Toronto, Ontario--(Newsfile Corp. - May 7, 2021) - Pima Zinc Corp. (the "Company") announces that it has amended its memorandum of association to consolidate all of the issued and outstanding ordinary shares ("Shares") of the Company by changing each block of twenty (20) pre-consolidation Shares of the Company into one (1) post-consolidation Share of the Company (the "Consolidation"), resulting in the previously outstanding Shares of the Company being consolidated into approximately 1,267,174 Shares. No fractional Shares will be issued pursuant to the Consolidation and any fractional Shares that would have otherwise been issued have been rounded down to the nearest whole number. The Consolidation was approved by the members of the Company at the Annual and Special General Meeting of Shareholders held on February 8, 2021.
Letters of transmittal with respect to the Consolidation are being mailed to the Company's registered members. All registered members will be required to send their share certificates representing pre-Consolidation Shares, along with a properly executed letter of transmittal, to the Company's registrar and transfer agent, TSX Trust Company, in accordance with the instructions provided in the letter of transmittal. Members who hold their Shares through a broker, investment dealer, bank or trust company should contact that nominee or intermediary for assistance in depositing their Shares in connection with the Consolidation. A copy of the letter of transmittal will be posted on the Company's profile at www.sedar.com.
In addition, the Company has amended its memorandum of association to permit the Company to be deregistered in the Cayman Islands and to apply to the Registrar if Companies in the Cayman Islands to be deregistered as a Cayman Islands exempted company and continued into the provincial jurisdiction of British Columbia (the "Deregistration and Continuance"). The Deregistration and Continuance was approved by the members of the Company at the Annual and Special General Meeting of Shareholders held on February 8, 2021. Further details regarding the Deregistration and Continuance will be provided in a subsequent new release of the Company.

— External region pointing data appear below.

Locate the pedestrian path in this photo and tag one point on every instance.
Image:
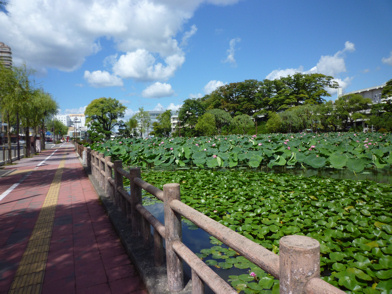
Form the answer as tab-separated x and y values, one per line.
54	234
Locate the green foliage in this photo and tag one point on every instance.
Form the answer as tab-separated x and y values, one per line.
242	123
103	115
350	219
274	123
144	121
206	125
387	90
162	128
188	115
356	152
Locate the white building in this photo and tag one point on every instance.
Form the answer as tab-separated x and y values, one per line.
175	122
76	124
64	119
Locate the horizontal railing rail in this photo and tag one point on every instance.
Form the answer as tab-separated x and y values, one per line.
297	266
8	155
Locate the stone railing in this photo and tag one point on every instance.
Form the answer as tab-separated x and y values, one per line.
297	266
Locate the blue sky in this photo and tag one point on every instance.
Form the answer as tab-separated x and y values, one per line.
157	53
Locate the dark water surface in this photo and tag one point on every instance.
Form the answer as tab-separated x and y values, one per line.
198	239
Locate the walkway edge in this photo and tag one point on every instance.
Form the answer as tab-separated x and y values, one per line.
154	278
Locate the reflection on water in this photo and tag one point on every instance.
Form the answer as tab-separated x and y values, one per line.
375	175
198	239
195	240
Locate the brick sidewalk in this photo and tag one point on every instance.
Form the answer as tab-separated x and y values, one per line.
54	234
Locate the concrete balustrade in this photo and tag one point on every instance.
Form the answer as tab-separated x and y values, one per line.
297	266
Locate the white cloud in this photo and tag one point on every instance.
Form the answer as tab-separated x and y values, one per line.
141	65
123	101
62	34
327	65
128	114
188	35
102	79
231	51
79	110
159	107
195	96
348	46
387	60
212	86
279	73
158	90
173	107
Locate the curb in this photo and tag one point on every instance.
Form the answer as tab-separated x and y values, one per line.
154	278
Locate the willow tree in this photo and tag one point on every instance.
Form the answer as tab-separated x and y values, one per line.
14	95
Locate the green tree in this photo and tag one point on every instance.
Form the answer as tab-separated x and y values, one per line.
290	121
347	108
15	94
58	128
103	115
162	127
144	121
236	98
188	116
301	89
387	90
129	127
323	116
242	123
274	123
222	119
206	125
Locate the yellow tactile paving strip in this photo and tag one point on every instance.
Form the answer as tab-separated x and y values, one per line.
30	273
20	171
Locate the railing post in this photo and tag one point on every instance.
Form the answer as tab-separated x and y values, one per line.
89	159
118	182
159	252
197	283
93	163
84	157
175	273
101	167
299	262
136	198
108	175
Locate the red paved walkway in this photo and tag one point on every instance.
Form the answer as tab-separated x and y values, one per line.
54	234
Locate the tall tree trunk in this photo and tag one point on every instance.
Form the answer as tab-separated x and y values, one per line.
17	134
9	138
43	136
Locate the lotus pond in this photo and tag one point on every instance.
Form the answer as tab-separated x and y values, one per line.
351	219
355	152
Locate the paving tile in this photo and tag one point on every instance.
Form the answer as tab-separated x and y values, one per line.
127	285
85	254
96	289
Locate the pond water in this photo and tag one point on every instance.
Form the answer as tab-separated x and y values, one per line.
197	239
376	175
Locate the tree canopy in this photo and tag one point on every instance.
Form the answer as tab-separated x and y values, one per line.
104	114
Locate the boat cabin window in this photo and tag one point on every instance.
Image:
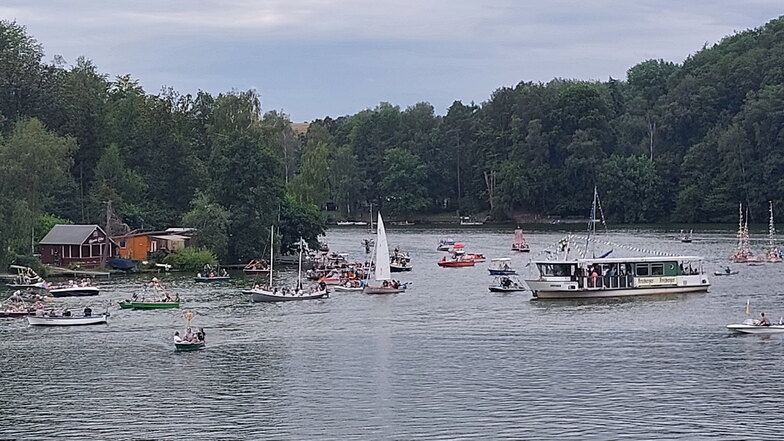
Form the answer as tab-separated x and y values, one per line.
556	269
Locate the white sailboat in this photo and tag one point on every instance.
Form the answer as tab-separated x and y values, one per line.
266	294
772	252
383	274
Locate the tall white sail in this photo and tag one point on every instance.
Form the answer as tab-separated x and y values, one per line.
382	253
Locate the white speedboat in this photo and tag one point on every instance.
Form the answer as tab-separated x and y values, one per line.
68	320
74	289
752	326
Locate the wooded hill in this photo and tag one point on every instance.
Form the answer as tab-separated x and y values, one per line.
671	142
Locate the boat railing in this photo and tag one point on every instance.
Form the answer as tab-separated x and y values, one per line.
606	282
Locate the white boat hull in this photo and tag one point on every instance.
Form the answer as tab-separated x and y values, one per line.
259	296
67	321
756	329
74	291
383	290
549	290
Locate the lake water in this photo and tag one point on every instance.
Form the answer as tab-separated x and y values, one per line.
446	360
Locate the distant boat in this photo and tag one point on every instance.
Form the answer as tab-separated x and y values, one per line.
501	266
507	284
73	289
520	243
469	221
68	321
445	244
383	274
270	294
772	252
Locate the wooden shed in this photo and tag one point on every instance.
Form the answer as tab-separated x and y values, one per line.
76	244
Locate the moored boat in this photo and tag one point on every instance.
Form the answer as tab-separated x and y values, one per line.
189	341
73	289
67	320
383	274
567	278
501	266
520	244
507	284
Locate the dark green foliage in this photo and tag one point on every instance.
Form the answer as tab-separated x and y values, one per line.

For further information, please contact:
President and Chief Executive Officer
Tel: (416) 361-2832
This news release contains certain "forward-looking information" within the meaning of applicable securities law. Forward looking information is frequently characterized by words such as "plan", "expect", "project", "intend", "believe", "anticipate", "estimate", "may", "will", "would", "potential", "proposed" and other similar words, or statements that certain events or conditions "may" or "will" occur. These statements are only predictions. Forward-looking information is based on the opinions and estimates of management at the date the information is provided, and is subject to a variety of risks and uncertainties and other factors that could cause actual events or results to differ materially from those projected in the forward-looking information. For a description of the risks and uncertainties facing the Company and its business and affairs, readers should refer to the Company's Management's Discussion and Analysis. The Company undertakes no obligation to update forward-looking information if circumstances or management's estimates or opinions should change, unless required by law. The reader is cautioned not to place undue reliance on forward-looking information.